Friday April 3, 2015 10:00 p.m. ftsbull@att.net

Three weeks to 94! No complaints. I am blessed and grateful for my current existence. I believe, and hope, that
I have a cat’s genes for “nine lives.” The Grim Reaper beckoned me six times so far, and God saved my ass
each time. The first encounter was when I was 8 years old living in Brooklyn, N.Y. I hit a girl on the head
with a cup of ices and took off running with her close behind. As unthinking kids will do, I dashed off of
the sidewalk into the street and got creamed by a horrified driver who just could not stop in time. An aunt
at the scene said the rear wheel of the car stopped just inches from my head.
Of course I was unconscious and bloody. When I woke up, a guy in a white jacket asked me if would like an
ice cream cone, and I later regretted saying, “No.” It turns out that I was taken to the corner drug store
for treatment, was bandaged up and in good enough condition to go home.

A 2nd encounter with Death occurred when I absent-mindedly ran a Stop Sign while on my motorcycle and god
hit broadside, causing the bike to spin like a top and fling my airborne. I landed in a sitting position
on a curb, and when asked if I were all right, I said, “I don’t’ know yet,” and proceeded to take a mental
inventory looking for areas of pain. There were none, but after being taken to the hospital, they discovered
a bad injury in my left shin that had to be stitched. As I lay on the gurney, a nurse approached with an
identification tag, and I pleaded with her, “Please don’t attach that to my big toe!” She laughed and
attached it to my wrist. God was with me when I was hit by the car. It hit the back of the bike just
inches from my leg, putting the bike into a spin. Had I been hit directly in the middle of the bike,
that would have been all she wrote.

The 3rd encounter happened in 1992 when I was 71. I had just returned to Florida after attending my father’s
funeral in New York. Usually, I could run a mile in about 10 minutes. On this particular day, which was a
Friday, I was unable to finish the first quarter-mile lap. I not only found it difficult to breathe, but
also experienced some pressure in my chest that felt like pleurisy. When my upper back began to ache, I
quit and decided to try to see my doctor that very afternoon. Of course, it was Friday, which meant I might
have to wait till Monday to see him. When, on the phone, I described my symptoms to the receptionist, an
ex-student of mine, she consulted with the doctor, and I was advised to come in immediately. After Doc
finished his routine stethoscopic examination, with inconclusive results, I was hooked up to an EKG
machine for a more precise check on my heart’s condition. I never expected to hear the news. With no
hesitation or emotion, Doc looked up from the EKG readout and said, “Mr. Sganga, you have angina.”

“Angina!?” I said in disbelief, “How can you tell?”

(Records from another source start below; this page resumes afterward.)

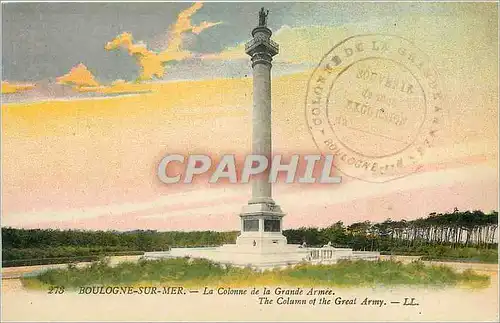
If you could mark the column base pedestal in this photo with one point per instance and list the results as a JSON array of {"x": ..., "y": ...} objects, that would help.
[{"x": 268, "y": 236}]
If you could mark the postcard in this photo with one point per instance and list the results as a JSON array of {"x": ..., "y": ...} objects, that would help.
[{"x": 249, "y": 161}]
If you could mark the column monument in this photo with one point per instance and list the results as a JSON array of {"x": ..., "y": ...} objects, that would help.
[{"x": 261, "y": 219}]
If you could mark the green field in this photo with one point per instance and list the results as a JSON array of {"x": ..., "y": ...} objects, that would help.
[{"x": 198, "y": 273}]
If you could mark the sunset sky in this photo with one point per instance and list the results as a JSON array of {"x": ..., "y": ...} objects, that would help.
[{"x": 95, "y": 94}]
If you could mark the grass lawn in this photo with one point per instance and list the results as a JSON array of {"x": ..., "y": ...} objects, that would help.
[{"x": 199, "y": 273}]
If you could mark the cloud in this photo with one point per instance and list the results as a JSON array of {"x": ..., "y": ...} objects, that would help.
[
  {"x": 78, "y": 76},
  {"x": 117, "y": 87},
  {"x": 10, "y": 88},
  {"x": 152, "y": 63}
]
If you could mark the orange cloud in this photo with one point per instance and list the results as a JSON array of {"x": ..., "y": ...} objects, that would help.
[
  {"x": 9, "y": 88},
  {"x": 78, "y": 76},
  {"x": 152, "y": 63}
]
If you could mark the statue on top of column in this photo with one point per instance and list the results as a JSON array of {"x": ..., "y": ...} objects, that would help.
[{"x": 263, "y": 17}]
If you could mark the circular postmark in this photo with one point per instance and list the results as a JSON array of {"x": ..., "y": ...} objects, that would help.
[{"x": 374, "y": 102}]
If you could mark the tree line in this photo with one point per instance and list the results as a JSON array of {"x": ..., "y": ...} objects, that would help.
[{"x": 455, "y": 229}]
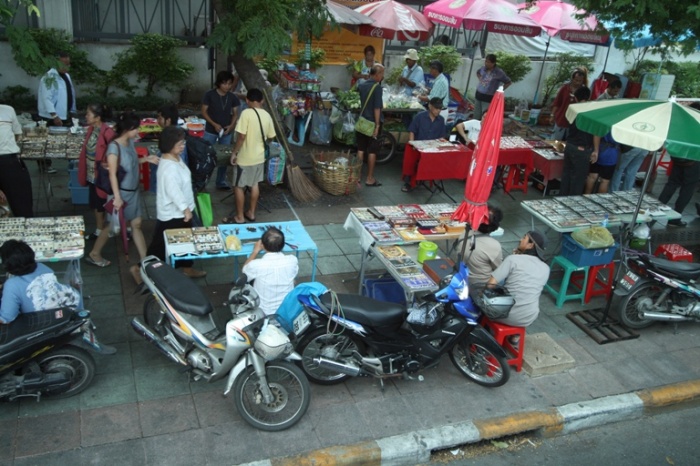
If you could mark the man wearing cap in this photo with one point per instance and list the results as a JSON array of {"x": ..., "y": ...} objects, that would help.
[
  {"x": 425, "y": 126},
  {"x": 524, "y": 273},
  {"x": 412, "y": 74}
]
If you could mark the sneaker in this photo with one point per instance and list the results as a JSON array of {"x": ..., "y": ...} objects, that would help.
[{"x": 677, "y": 223}]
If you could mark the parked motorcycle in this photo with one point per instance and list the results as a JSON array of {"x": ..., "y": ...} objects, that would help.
[
  {"x": 270, "y": 393},
  {"x": 656, "y": 289},
  {"x": 357, "y": 336},
  {"x": 44, "y": 354}
]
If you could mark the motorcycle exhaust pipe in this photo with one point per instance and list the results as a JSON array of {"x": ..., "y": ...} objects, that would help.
[
  {"x": 337, "y": 366},
  {"x": 142, "y": 329},
  {"x": 664, "y": 317}
]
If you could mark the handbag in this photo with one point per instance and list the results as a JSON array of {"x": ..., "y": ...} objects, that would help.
[
  {"x": 262, "y": 134},
  {"x": 102, "y": 181},
  {"x": 363, "y": 125}
]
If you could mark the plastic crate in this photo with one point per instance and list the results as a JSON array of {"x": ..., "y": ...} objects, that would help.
[
  {"x": 580, "y": 256},
  {"x": 384, "y": 289}
]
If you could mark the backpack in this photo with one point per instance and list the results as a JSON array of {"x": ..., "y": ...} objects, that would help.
[{"x": 201, "y": 160}]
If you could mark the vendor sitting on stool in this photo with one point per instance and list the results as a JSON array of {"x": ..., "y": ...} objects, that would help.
[{"x": 425, "y": 126}]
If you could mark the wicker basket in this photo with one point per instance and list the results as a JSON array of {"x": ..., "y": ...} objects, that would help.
[{"x": 336, "y": 177}]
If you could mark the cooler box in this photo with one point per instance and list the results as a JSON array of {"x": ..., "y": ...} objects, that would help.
[
  {"x": 581, "y": 257},
  {"x": 383, "y": 289}
]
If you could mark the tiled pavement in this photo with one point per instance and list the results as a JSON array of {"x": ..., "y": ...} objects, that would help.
[{"x": 141, "y": 409}]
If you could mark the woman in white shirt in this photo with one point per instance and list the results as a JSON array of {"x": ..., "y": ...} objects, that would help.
[{"x": 174, "y": 198}]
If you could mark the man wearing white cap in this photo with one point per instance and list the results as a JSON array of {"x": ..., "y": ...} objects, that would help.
[{"x": 412, "y": 74}]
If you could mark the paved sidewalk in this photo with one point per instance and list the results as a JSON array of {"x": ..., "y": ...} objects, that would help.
[{"x": 141, "y": 409}]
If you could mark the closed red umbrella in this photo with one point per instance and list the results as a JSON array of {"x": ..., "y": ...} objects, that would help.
[
  {"x": 473, "y": 209},
  {"x": 394, "y": 20}
]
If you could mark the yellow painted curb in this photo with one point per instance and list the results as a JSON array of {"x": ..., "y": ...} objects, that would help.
[
  {"x": 670, "y": 394},
  {"x": 366, "y": 454},
  {"x": 516, "y": 423}
]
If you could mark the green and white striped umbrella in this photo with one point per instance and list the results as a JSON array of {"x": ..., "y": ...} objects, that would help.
[{"x": 647, "y": 124}]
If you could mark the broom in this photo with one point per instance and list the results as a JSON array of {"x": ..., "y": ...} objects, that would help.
[{"x": 302, "y": 188}]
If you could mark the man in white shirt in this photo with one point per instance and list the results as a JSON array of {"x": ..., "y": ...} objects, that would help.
[{"x": 274, "y": 273}]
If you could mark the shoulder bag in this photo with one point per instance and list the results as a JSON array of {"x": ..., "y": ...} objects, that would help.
[
  {"x": 102, "y": 175},
  {"x": 363, "y": 125}
]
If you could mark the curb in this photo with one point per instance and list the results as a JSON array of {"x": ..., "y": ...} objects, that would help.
[{"x": 416, "y": 447}]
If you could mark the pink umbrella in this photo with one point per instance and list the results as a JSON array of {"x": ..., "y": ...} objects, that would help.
[
  {"x": 569, "y": 22},
  {"x": 498, "y": 16},
  {"x": 393, "y": 20},
  {"x": 473, "y": 209}
]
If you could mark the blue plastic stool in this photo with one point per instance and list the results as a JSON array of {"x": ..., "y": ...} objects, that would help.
[{"x": 569, "y": 268}]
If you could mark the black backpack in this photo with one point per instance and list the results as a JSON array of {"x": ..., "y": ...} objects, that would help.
[{"x": 201, "y": 158}]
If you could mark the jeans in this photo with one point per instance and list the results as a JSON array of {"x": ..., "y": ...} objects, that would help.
[
  {"x": 221, "y": 169},
  {"x": 626, "y": 171}
]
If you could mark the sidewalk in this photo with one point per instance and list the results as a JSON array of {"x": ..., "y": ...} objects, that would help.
[{"x": 141, "y": 409}]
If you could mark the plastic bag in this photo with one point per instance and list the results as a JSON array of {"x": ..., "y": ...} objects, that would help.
[
  {"x": 321, "y": 130},
  {"x": 593, "y": 238}
]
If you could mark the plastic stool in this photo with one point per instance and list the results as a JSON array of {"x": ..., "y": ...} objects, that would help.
[
  {"x": 674, "y": 252},
  {"x": 515, "y": 181},
  {"x": 570, "y": 268},
  {"x": 594, "y": 278},
  {"x": 501, "y": 332}
]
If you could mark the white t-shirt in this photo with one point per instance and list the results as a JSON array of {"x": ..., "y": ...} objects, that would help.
[
  {"x": 274, "y": 276},
  {"x": 9, "y": 126}
]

Showing me some squiggly lines on the readout, he replied, “These inverted T’s are a sure sign.”
The bottom line: I underwent two angioplasties (ballooning of arteries) that worked in preventing
me from having a heart attack.

The 4th encounter was once again a matter of “pure luck.” (Divine intervention?) I was now 81.
Since my Urologist found I had a bit of blood in my urine, he had me undergo an IVP (x-rays taken
of the urinary track as dye is injected into a vein) to check out my lower abdomen for cancers.
While sitting opposite me in his office he said, “There are no signs of cancer in your abdomen,
but you have an abdominal aortic aneurysm.” “What’s that?” I asked. Showing me the x-ray of my
abdomen, he pointed to a bulge in the artery where it branched off into my legs. Continuing, he
said, “I advise you to have this taken care of immediately because if it bursts, it will fill
your abdomen with blood and kill you almost instantly”
Bottom line: I underwent a “Triple A” (short for Abdominal Aortic Aneurysm) operation that was
terrible! Spent a whole week in the hospital on a liquid diet that caused me to look like a Holocaust
victim.
My Urologist, by pure luck on my part, saved my life. Jogging with the ailment was very dangerous.
It killed Einstein, my father and a much younger brother-in-law. It is an insidious disease with
no symptoms that can only be detected by a doctor looking for it, and it is recommended that
everyone over 50 get checked out. If it bursts, there’s no way to get to a hospital fast enough
to save you. They measure the size of the bulge in centimeters and mine was a top-of-the line 7 cm.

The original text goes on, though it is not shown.